A new drive to get more vehicles recycled

Feature

A recent report by Policy Exchange and King’s College London, Up in the Air, included diesel scrap schemes as part of its ten point plan. GreenFleet examines its campaign and how the motoring industry is reacting.

With recycling targets changing from 85 per cent to a more stringent target of 95 per cent at the start of last year, vehicle recycling and replacing vehicle parts should be a major consideration for manufacturers. Up in the Air campaigns for the creation of a diesel scrappage scheme, providing grants to motorists to take diesel cars and vans off the road and replace them with lower emission alternatives such as petrol or electric. There are already financial incentives in place to discourage the purchase of new diesel vehicles, but, as of yet, there remains a residual issue concerning the 10.7 million diesel cars already on the road in the UK.

The campaign suggests that additional policy intervention is required to accelerate the replacement of existing diesel vehicles. This can be achieved, whilst avoiding penalising existing diesel owners, by offering a scrappage grant to those who choose to replace an older diesel vehicle early. No such incentive scheme has been in place since 2009-2010, whereby a grant of £1,000 towards the purchase of a new vehicle when a car or van was scrapped and manufacturers matched the £1,000, giving a total of £2,000 off the list price of a new vehicle.

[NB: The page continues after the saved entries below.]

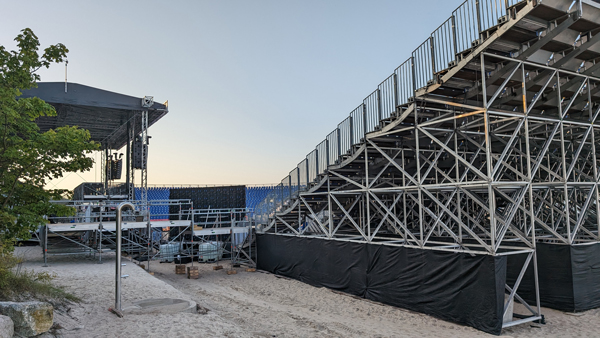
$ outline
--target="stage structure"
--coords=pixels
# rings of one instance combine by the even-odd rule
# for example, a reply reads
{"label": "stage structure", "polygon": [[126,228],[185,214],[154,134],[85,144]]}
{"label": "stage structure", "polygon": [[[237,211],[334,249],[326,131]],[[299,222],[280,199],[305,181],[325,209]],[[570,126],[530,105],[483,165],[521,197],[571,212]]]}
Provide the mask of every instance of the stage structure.
{"label": "stage structure", "polygon": [[[36,233],[44,248],[44,262],[49,255],[82,253],[98,255],[101,262],[103,253],[116,248],[115,210],[125,201],[132,203],[135,210],[124,212],[122,249],[138,259],[172,261],[178,256],[192,260],[199,258],[202,250],[218,247],[221,256],[254,264],[255,259],[251,259],[255,256],[254,244],[247,241],[253,238],[248,235],[254,227],[247,217],[252,210],[243,209],[243,186],[238,192],[242,199],[236,201],[242,209],[211,209],[198,214],[204,216],[205,223],[206,219],[215,219],[215,214],[220,220],[223,219],[220,215],[227,214],[229,227],[219,222],[198,229],[192,213],[197,215],[202,210],[194,210],[190,198],[173,198],[168,190],[158,194],[164,199],[149,199],[148,128],[168,113],[166,102],[159,104],[152,96],[133,97],[63,82],[38,83],[37,88],[24,91],[22,97],[39,97],[55,107],[57,116],[36,121],[41,132],[65,125],[78,126],[89,130],[91,139],[102,145],[102,182],[83,183],[74,191],[75,200],[57,202],[73,207],[76,215],[49,215],[49,224]],[[123,148],[124,153],[120,151]],[[137,184],[135,170],[140,174]],[[170,236],[172,229],[177,233],[174,237]],[[215,231],[219,234],[212,234]],[[218,245],[203,246],[215,236],[220,240]]]}
{"label": "stage structure", "polygon": [[[168,103],[154,102],[152,96],[134,97],[77,83],[39,82],[23,91],[22,97],[39,97],[54,106],[57,116],[36,120],[41,132],[60,126],[78,126],[90,132],[102,146],[101,195],[109,198],[115,180],[125,168],[127,199],[135,199],[135,169],[140,170],[141,201],[147,201],[148,127],[168,112]],[[125,147],[125,151],[119,152]],[[125,156],[123,158],[123,156]],[[98,192],[84,191],[84,194]]]}
{"label": "stage structure", "polygon": [[543,321],[538,243],[598,243],[599,33],[597,1],[463,2],[256,207],[259,268]]}

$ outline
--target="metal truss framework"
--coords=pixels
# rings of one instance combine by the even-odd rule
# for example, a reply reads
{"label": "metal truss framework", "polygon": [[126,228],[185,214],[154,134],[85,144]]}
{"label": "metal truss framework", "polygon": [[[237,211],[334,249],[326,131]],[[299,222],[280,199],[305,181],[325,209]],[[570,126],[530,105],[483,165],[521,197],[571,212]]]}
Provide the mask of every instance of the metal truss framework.
{"label": "metal truss framework", "polygon": [[[538,289],[536,242],[597,242],[600,227],[600,50],[592,48],[600,25],[586,21],[580,1],[550,2],[564,12],[551,18],[537,1],[507,3],[502,23],[448,69],[436,72],[439,51],[431,47],[434,76],[425,86],[413,53],[412,83],[403,83],[404,64],[389,78],[393,111],[385,113],[386,79],[376,109],[367,97],[264,201],[260,231],[525,254],[506,285],[503,327],[539,320],[539,292],[531,305],[518,295],[530,265]],[[533,39],[517,42],[517,33]],[[403,85],[415,95],[403,100]],[[525,318],[507,319],[513,302]]]}
{"label": "metal truss framework", "polygon": [[[70,254],[97,255],[98,263],[102,263],[102,254],[113,252],[116,247],[115,208],[120,202],[67,202],[77,214],[49,217],[51,223],[40,228],[37,234],[44,264],[50,255]],[[251,209],[194,210],[190,200],[155,200],[147,204],[135,201],[133,204],[136,210],[127,211],[123,216],[123,251],[140,255],[144,260],[164,260],[167,256],[172,260],[178,256],[190,258],[192,262],[203,255],[222,257],[227,254],[234,264],[256,266],[254,224],[248,217]],[[170,221],[150,221],[151,215],[146,212],[150,206],[172,206],[179,211],[154,215]],[[229,243],[230,246],[226,245]]]}
{"label": "metal truss framework", "polygon": [[[139,126],[139,127],[138,127]],[[130,201],[135,200],[135,168],[133,165],[134,159],[134,149],[132,147],[132,143],[136,139],[136,131],[139,131],[139,139],[141,140],[143,146],[141,147],[141,156],[142,159],[148,158],[148,144],[150,140],[150,136],[148,135],[148,127],[149,127],[149,116],[147,110],[136,111],[133,113],[131,118],[127,120],[121,127],[115,130],[112,134],[107,136],[105,140],[101,142],[102,144],[102,159],[101,159],[101,179],[104,184],[104,194],[110,194],[110,188],[114,185],[113,181],[107,176],[106,172],[106,163],[107,159],[112,155],[111,154],[111,146],[110,143],[113,137],[113,134],[125,133],[127,135],[126,141],[126,150],[125,150],[125,184],[126,184],[126,194],[127,198]],[[123,131],[124,130],[124,131]],[[115,151],[118,149],[114,149]],[[116,152],[115,152],[116,155]],[[146,204],[148,201],[148,167],[147,161],[142,160],[140,169],[140,201],[143,204]],[[121,183],[118,183],[121,184]]]}

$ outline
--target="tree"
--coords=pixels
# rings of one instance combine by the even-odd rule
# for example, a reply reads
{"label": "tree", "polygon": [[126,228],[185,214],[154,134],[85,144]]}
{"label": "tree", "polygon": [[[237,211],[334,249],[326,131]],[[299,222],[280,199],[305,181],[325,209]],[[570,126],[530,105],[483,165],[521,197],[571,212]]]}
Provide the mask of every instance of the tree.
{"label": "tree", "polygon": [[56,110],[39,98],[19,98],[21,90],[37,86],[41,67],[63,62],[63,44],[46,48],[40,56],[39,40],[29,28],[15,38],[16,51],[0,45],[0,248],[11,250],[17,238],[46,223],[45,215],[67,215],[73,210],[53,204],[64,190],[47,190],[50,179],[89,170],[98,149],[90,133],[76,126],[41,133],[35,120],[56,116]]}

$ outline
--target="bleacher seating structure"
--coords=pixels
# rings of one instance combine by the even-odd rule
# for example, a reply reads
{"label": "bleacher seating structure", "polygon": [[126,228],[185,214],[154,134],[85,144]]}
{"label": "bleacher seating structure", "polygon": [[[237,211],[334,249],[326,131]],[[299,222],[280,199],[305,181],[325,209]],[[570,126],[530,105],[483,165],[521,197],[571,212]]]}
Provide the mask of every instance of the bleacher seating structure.
{"label": "bleacher seating structure", "polygon": [[246,187],[246,208],[254,209],[274,188],[272,185]]}

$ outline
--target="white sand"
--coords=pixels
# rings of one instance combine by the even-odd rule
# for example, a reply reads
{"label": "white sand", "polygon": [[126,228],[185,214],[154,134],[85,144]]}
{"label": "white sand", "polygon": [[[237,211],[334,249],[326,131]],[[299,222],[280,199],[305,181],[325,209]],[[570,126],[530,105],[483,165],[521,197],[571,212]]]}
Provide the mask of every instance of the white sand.
{"label": "white sand", "polygon": [[[235,268],[235,275],[195,264],[200,279],[176,275],[174,264],[152,262],[152,276],[124,262],[123,307],[146,298],[191,299],[208,308],[202,314],[143,314],[118,318],[114,305],[114,256],[104,264],[84,256],[51,256],[42,267],[39,247],[18,248],[25,268],[57,274],[55,283],[83,299],[55,321],[63,337],[493,337],[423,314],[315,288],[262,272]],[[189,266],[190,264],[188,264]],[[526,324],[503,331],[509,337],[600,336],[600,310],[572,315],[543,309],[546,325]]]}

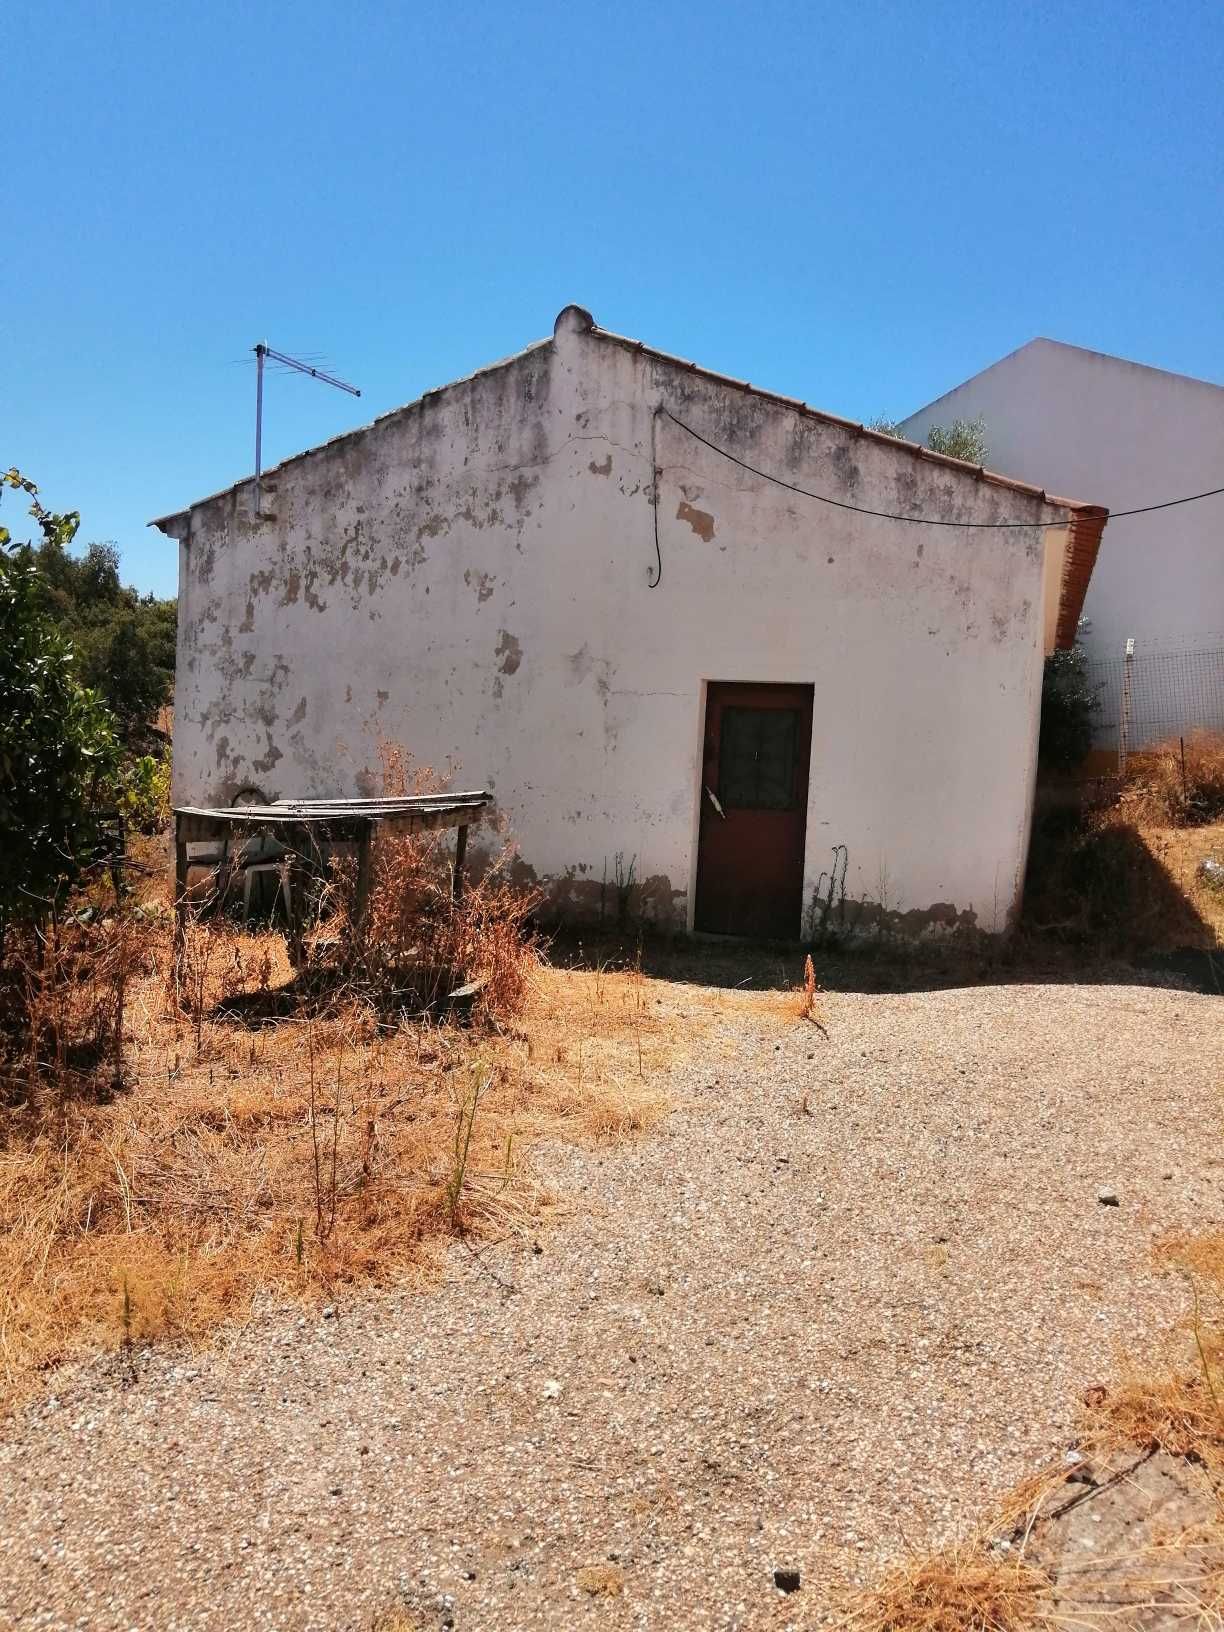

Such a scheme is yet to gain government backing. At the end of April, The Telegraph reported that the government did consider the use of scrappage schemes when drawing up its air quality strategy, but eventually deemed it ‘ineffective and prohibitively expensive’. A more targeted and proportionate approach was favoured instead, looking at clean air zones, but the question remains whether there is there merit in revisiting similar incentives?

A one year success
The Jaguar XE has just celebrated its first full year of sales. While this landmark would usually go unnoticed, at least in the media’s gaze, the first year provides a reason to be cheerful for one of the automotive industry’s less observed efforts.

In that time, ’REALCAR’, the pioneering recycled aluminium project that contributes to the awarding winning saloon’s aluminium‑intensive body has reached a significant milestone. Jaguar Land Rover has reclaimed over 50,000 tonnes of aluminium scrap back into the production process during 2015/16. The English manufacturer predicts that this has prevented more than 500,000 tonnes of CO2 equivalent from entering the atmosphere by not using primary aluminium material.

The figures are a result of project ‘REALCAR’ which involves 11 UK press shops implementing a closed-loop, segregating waste aluminium scrap so that it can be sent back into production to be re-melted into recycled aluminium sheet for use in Jaguar Land Rover vehicles.

The Jaguar Land Rover-led research project, part funded by Innovate UK, also saw the development of a recycled aluminium-based alloy which can accept a higher percentage of the recovered scrap. In 2014, the Jaguar XE became the first car in the world to use this innovative high-strength aluminium alloy, developed by project partner Novelis.

More than £7 million has been invested across Jaguar Land Rover’s own Halewood, Castle Bromwich and Solihull press shops to install intricate segregation systems to capture and distribute the aluminium scrap for re-melting, reducing waste, retaining higher quality and value in the material.
Recovering aluminium in this way offers huge sustainability benefits, with aluminium recycling requiring up to 95 per cent less energy than primary aluminium production.

Nick Rogers, group engineering director, said: “Innovation is at the heart of everything we do at Jaguar Land Rover. We are driven by the desire to produce increasingly world‑class, light-weight, vehicles, but we also want to be world leading in how we build them.

“Innovative projects such as REALCAR demonstrate our commitment to meeting our sustainability challenges head-on. Its success so far marks a significant step towards our goal of having up to 75 per cent recycled aluminium content in our vehicle body structures by 2020.”

The structural grade of recycled aluminium has since been tested and introduced in the lightweight aluminium bodies of the All-New Jaguar XF and F-PACE models.